In a similar fashion, the information-seeking data used to develop the LEMR models has a two-level hierarchical structure, where the top level corresponds to data that denote the entire population of physician reviewers and the bottom level corresponds to data that denote individual physicians. For specific patient information such as serum creatinine, its relevance is expected to differ across physician reviewers. A hierarchical model of the LEMR data explicitly captures this variability that is likely to be useful in deriving more accurate predictive models.
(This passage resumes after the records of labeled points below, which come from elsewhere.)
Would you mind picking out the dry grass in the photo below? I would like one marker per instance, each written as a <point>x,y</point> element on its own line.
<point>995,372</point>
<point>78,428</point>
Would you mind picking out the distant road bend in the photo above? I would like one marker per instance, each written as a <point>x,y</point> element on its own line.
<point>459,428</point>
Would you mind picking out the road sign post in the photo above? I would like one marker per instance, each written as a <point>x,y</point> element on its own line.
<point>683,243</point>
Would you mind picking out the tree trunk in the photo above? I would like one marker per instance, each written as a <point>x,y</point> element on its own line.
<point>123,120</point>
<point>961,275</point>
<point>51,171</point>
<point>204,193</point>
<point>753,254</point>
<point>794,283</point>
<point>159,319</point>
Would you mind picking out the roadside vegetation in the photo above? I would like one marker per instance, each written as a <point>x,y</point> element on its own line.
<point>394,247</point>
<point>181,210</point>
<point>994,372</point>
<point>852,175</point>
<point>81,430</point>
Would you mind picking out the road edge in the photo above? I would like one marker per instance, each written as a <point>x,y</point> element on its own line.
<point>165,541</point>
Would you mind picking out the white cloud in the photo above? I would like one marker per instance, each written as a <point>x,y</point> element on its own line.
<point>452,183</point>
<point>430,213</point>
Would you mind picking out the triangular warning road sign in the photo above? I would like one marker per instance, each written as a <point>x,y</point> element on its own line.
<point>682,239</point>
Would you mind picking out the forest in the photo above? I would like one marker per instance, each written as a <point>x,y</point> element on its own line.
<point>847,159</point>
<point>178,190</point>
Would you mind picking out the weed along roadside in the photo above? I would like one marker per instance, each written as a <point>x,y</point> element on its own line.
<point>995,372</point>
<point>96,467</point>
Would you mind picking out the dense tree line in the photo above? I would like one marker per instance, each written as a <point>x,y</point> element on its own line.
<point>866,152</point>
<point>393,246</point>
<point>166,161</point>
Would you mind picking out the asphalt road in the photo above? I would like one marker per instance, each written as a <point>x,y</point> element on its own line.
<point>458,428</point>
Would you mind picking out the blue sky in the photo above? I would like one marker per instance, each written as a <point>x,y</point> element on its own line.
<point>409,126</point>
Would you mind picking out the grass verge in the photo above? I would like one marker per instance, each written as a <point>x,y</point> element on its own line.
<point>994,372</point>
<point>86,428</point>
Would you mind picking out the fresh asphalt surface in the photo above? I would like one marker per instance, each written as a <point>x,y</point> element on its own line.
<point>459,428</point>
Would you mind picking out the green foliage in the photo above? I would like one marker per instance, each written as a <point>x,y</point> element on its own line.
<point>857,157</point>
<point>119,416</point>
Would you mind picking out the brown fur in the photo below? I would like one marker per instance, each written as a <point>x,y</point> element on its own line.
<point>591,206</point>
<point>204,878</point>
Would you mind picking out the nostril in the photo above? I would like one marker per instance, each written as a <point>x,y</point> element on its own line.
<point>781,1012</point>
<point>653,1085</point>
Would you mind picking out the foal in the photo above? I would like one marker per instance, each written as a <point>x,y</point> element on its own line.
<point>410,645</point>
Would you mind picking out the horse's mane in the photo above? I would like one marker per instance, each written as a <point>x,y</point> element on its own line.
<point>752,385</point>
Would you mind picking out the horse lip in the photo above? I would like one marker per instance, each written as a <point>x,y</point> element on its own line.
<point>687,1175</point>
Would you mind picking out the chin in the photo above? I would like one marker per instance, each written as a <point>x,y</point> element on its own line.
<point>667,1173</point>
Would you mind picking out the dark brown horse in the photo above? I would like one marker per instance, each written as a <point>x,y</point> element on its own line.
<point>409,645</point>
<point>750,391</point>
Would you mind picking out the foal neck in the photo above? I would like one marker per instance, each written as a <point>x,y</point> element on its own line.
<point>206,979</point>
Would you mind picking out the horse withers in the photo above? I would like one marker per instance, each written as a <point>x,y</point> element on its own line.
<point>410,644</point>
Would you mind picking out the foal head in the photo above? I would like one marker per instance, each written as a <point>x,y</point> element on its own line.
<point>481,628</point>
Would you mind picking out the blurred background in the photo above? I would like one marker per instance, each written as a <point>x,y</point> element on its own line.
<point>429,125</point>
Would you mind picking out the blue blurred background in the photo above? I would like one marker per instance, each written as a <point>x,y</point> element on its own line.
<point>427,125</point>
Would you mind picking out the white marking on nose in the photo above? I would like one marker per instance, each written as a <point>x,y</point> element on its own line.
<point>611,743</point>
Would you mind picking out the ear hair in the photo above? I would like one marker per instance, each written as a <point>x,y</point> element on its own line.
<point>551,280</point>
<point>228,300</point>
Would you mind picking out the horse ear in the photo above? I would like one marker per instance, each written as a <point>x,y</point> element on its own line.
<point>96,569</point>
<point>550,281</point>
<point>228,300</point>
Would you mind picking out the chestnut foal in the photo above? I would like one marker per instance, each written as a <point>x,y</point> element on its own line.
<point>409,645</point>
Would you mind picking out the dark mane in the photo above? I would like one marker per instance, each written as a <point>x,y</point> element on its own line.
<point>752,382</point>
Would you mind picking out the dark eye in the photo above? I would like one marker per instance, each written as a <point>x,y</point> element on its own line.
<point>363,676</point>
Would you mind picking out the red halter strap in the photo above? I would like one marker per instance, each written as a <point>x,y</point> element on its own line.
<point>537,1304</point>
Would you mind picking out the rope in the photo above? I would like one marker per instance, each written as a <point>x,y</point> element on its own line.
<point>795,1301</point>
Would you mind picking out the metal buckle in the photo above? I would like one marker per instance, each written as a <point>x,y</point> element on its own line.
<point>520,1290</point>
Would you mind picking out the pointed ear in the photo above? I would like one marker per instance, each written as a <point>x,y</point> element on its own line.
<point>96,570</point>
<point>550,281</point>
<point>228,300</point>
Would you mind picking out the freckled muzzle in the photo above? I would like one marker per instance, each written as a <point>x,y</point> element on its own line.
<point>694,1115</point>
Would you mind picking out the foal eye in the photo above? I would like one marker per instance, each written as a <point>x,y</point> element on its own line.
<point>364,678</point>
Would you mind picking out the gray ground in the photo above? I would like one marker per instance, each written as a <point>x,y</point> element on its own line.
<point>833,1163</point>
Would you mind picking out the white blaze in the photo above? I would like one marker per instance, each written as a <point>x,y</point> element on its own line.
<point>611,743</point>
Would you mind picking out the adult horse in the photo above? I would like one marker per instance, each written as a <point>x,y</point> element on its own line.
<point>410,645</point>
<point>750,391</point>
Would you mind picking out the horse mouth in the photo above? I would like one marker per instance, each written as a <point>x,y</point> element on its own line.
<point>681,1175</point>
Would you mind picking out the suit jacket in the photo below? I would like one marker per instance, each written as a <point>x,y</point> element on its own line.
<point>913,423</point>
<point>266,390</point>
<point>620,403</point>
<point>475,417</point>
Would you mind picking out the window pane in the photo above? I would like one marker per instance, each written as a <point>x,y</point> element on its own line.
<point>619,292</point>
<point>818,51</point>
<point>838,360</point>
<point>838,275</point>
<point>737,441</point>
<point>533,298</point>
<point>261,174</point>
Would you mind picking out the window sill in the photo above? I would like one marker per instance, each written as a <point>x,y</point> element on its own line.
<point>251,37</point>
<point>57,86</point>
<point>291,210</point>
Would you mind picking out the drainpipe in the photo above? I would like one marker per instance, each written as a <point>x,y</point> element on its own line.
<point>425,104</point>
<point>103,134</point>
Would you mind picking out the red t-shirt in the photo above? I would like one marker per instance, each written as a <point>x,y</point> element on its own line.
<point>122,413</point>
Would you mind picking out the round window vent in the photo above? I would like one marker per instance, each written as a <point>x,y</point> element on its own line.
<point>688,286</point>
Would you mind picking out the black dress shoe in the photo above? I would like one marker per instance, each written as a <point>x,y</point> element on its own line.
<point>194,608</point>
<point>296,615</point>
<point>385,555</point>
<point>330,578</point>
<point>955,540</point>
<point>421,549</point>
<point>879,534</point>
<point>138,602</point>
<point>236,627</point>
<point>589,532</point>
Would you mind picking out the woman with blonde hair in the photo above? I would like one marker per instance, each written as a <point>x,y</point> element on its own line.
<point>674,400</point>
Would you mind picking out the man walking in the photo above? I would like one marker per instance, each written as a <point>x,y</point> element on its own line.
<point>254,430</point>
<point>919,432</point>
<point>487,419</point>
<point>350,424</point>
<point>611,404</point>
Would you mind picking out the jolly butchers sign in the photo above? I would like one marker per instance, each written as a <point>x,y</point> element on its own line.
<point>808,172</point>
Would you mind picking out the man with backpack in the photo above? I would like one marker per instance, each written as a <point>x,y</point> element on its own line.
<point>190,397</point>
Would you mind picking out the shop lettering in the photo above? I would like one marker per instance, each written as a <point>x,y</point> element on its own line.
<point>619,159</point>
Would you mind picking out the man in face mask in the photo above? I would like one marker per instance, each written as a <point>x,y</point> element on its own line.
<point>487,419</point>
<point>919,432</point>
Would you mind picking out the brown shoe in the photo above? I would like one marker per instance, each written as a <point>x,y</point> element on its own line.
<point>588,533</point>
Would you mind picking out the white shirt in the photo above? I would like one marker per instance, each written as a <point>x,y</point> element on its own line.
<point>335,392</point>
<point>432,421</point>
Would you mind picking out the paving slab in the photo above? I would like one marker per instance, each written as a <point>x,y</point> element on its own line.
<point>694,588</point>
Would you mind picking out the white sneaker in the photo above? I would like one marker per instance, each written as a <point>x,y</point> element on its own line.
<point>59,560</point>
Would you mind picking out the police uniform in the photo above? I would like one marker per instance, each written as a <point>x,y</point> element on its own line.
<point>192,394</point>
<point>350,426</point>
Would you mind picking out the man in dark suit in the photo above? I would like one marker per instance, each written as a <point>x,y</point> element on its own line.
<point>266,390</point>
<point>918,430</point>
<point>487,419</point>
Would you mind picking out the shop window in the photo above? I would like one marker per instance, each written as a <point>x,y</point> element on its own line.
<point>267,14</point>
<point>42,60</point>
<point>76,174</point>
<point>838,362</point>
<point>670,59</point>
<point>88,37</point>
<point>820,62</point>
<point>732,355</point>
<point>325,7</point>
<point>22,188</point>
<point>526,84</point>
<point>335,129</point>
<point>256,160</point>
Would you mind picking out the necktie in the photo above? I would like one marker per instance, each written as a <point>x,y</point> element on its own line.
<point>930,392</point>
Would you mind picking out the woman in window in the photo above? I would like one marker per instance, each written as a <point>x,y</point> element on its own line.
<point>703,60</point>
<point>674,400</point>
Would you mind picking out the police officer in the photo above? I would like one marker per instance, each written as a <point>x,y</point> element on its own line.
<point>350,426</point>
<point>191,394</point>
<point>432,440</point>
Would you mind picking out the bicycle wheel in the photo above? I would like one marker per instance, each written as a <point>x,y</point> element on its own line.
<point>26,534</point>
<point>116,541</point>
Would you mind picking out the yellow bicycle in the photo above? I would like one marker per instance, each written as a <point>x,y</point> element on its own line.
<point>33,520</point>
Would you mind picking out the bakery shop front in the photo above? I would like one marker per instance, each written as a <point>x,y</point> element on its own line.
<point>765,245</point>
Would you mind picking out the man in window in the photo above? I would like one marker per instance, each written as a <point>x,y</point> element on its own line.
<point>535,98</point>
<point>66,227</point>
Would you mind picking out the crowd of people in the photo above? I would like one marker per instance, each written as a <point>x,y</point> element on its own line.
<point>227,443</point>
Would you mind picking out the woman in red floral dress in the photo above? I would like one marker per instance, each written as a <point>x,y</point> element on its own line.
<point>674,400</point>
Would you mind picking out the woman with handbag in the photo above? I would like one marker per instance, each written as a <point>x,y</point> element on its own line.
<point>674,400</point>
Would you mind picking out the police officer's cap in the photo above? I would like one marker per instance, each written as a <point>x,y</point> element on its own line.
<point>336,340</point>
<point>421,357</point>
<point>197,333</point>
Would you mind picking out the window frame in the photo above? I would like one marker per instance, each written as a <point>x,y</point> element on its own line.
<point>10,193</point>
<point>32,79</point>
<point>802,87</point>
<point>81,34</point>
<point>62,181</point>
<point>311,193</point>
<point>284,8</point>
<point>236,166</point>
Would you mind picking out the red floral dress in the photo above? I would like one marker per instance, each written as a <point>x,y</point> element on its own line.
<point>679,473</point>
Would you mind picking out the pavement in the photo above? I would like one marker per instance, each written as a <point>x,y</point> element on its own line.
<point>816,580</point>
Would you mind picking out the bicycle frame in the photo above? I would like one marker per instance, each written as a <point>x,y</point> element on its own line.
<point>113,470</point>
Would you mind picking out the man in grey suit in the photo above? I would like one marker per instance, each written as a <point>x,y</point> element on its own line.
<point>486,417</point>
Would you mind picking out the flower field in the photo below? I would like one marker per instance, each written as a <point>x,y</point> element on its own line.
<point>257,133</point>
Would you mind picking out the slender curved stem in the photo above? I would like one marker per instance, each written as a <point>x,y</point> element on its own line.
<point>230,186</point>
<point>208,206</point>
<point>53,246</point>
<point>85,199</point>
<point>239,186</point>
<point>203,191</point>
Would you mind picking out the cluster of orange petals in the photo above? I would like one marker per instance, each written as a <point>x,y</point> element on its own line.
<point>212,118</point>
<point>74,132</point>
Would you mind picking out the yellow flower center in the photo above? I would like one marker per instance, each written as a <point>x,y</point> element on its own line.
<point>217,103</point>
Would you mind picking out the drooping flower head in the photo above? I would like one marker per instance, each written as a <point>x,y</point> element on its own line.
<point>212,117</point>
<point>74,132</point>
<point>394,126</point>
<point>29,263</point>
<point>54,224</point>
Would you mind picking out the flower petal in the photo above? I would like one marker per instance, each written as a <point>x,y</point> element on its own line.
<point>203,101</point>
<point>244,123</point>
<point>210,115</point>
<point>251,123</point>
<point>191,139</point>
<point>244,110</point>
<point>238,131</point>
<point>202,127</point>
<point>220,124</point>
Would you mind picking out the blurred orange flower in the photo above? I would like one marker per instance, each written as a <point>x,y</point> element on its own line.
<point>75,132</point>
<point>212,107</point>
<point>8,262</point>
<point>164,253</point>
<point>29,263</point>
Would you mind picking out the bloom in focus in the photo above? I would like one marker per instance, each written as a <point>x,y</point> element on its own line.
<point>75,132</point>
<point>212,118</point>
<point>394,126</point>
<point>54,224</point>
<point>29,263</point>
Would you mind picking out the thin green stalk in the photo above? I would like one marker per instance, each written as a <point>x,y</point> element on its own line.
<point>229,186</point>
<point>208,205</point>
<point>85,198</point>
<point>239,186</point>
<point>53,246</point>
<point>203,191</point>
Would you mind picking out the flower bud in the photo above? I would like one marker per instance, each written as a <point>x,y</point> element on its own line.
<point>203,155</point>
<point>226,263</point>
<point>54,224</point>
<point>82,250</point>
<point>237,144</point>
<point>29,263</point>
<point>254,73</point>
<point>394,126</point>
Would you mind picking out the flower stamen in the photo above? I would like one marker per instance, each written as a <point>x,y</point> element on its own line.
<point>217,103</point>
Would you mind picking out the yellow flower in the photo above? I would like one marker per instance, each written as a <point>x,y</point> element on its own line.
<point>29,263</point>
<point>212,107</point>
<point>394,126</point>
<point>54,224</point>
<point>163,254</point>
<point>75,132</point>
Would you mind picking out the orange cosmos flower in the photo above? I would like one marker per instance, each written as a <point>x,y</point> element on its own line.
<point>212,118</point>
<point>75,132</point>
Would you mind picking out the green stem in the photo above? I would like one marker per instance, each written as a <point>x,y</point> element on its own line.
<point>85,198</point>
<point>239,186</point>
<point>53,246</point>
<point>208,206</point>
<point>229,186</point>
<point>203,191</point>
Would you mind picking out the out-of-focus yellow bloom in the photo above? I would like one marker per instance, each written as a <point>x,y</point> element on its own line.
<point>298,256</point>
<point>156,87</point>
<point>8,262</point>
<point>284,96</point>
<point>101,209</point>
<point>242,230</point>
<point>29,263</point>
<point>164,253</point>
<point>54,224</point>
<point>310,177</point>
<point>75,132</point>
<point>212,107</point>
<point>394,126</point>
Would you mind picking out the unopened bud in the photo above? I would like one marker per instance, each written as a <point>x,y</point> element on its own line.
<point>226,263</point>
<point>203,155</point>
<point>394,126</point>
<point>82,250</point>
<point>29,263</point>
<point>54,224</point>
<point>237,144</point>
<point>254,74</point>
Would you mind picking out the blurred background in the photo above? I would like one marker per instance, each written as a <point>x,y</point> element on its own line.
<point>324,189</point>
Physician-related variability
Physician-related variability in healthcare outcomes has been of interest for decades, going back to the 1970s with studies reporting the effects of geographic location on clinical outcomes such as mortality and length of stay.18 In particular, variation in individual physician characteristics and practice styles has been recognized as a source of variability in clinical outcomes after adjusting for the health status of patients and the quality of healthcare services.5,19–25 For example, variability in cesarean section rates has been attributed to physician practice style after controlling for patient characteristics and risk factors, the status of the medical facility, and physician years of experience.25 A study concluded that variability across individual physicians may impact the quality of preference-sensitive critical care delivery.20 A recent study analyzed physician search patterns in the EMR and uncovered considerable variation in information-seeking behavior.5 In general, hierarchical modeling has been applied in various clinical settings to account for physician-related variability where the data have a hierarchical structure and can be grouped by a variety of factors such as country, state, or hospital site.26–32
METHODS
In this section, we first describe the data set and the data preparation steps. Then, we describe the experimental methods including the development and evaluation of predictive models.
Data set
A set of ICU patient cases with a diagnosis of either acute kidney failure (AKF; ICD-9 584.9 or 584.5; 93 cases) or acute respiratory failure (ARF; ICD-9 518.81; 85 cases) were selected randomly from patients who were admitted between June 2010 and May 2012 to an ICU at the University of Pittsburgh Medical Center. Eleven critical care medicine physicians reviewed the patient cases in the LEMR system and for each patient indicated which patient information was relevant to the task of prerounding in the ICU. The recruited reviewers included ICU fellows and attending clinicians from the Department of Critical Care Medicine at the University of Pittsburgh. Each physician reviewer was instructed to review up to 30 patient cases. The first four cases were the same for all reviewers and were used as burn-in cases; these cases were not included in the data set. The remaining cases were different for each reviewer and each physician reviewed and annotated as many cases as they could during one to two sessions that lasted a total of 4–6 hours. Because the cases had some variation in the amount of patient information they contained and the physicians varied in the speed of reviewing, all physicians did not review the same number of cases.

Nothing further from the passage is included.